Jointly profiling the expressions of thousands of genes and searching for their associations with cancer development and prognosis play important roles in providing preventive and prognostic information to cancer treatment management. The availability of large-scale gene profiling datasets has largely stimulated multi-dataset approaches, of which integrative analysis that synthesizes information from various data sources based on raw data has better performance in separating signal from noise, getting more efficient estimates and improving reproducibility than single dataset analysis. Multiple methods have been developed to accommodate heterogeneous datasets including penalization, thresholding, and boosting, but few studies are in the Bayesian framework.
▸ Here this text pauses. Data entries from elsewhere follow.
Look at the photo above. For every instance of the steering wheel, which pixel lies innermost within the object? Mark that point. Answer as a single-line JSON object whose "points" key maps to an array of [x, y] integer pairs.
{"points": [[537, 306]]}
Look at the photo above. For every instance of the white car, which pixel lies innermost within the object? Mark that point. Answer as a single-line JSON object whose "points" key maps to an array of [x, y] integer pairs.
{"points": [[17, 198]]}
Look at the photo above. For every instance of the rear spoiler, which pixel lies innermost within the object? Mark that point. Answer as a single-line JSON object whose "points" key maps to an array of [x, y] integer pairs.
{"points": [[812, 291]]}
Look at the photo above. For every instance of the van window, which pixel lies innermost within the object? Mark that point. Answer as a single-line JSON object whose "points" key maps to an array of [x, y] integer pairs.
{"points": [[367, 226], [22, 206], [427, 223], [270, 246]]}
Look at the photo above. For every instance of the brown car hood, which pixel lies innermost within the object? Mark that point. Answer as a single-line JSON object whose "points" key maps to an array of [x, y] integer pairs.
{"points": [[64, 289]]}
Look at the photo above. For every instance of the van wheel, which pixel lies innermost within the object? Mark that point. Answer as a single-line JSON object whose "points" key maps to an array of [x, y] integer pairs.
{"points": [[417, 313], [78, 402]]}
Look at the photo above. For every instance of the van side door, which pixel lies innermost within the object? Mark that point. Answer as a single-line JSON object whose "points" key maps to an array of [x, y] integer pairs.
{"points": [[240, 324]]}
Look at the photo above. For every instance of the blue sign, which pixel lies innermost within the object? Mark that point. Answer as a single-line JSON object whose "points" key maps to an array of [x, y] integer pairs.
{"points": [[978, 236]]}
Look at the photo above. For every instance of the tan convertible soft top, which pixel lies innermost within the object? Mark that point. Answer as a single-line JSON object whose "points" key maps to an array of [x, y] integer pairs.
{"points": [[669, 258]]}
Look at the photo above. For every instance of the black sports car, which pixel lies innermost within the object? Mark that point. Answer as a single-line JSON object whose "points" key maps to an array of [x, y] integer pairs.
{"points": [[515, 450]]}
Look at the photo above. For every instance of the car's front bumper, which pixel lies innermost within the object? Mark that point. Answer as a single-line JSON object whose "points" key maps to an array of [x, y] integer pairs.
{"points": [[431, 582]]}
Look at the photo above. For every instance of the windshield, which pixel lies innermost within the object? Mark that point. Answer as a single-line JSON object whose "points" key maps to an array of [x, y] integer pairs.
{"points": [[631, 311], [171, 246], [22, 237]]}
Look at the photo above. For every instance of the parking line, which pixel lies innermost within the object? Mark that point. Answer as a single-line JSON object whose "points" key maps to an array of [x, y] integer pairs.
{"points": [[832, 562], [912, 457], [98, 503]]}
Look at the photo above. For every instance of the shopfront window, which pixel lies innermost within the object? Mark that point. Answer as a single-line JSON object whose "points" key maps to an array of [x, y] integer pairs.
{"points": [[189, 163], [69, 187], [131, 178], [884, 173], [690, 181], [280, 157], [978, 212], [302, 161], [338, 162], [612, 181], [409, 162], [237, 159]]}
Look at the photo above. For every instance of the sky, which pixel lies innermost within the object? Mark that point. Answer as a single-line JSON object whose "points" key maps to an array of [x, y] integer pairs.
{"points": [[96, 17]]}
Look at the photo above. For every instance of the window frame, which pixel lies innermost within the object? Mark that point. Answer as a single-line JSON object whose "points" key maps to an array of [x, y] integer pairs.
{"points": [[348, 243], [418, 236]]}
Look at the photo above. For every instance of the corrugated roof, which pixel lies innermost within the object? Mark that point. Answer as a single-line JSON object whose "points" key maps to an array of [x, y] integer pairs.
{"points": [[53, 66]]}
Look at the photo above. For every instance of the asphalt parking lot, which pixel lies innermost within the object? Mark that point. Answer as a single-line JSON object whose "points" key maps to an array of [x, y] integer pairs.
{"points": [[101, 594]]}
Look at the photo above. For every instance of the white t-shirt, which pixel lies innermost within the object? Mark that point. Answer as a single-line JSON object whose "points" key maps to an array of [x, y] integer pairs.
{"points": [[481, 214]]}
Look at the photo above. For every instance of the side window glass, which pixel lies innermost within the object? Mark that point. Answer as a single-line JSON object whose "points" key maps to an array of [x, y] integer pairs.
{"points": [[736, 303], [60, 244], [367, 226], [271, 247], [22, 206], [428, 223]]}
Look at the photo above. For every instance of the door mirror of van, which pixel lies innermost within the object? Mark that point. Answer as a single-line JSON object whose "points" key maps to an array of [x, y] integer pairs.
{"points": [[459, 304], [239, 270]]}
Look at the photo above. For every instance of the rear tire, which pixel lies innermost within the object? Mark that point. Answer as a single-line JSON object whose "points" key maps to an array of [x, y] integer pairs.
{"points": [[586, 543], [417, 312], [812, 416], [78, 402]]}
This paper is motivated by the importance of gene marker identification to cancer development and prognosis, the effectiveness of integrative analysis in improving marker selection and model prediction, and the limited integrative approaches in the Bayesian framework. The goal of this paper is to identify a set of gene markers accurately using a novel Bayesian integrative approach and to fill the gap of Bayesian variable selection methods in integrative analysis of heterogeneous datasets.
This paper proposes a new integrative Bayesian variable selection method in the linear and the accelerated failure-time (AFT) models under heterogeneous data structure. A weighted approach is introduced to accommodate the user-defined weighted observations in the linear model and the censoring issue in the AFT model. The simulation studies show the proposed approach has satisfactory performance in terms of closeness to the true effects, true positive rate & false positive rate and computational cost. This paper analyzes three cancer prognosis studies with gene expression measurements and identifies associated genes using the proposed method.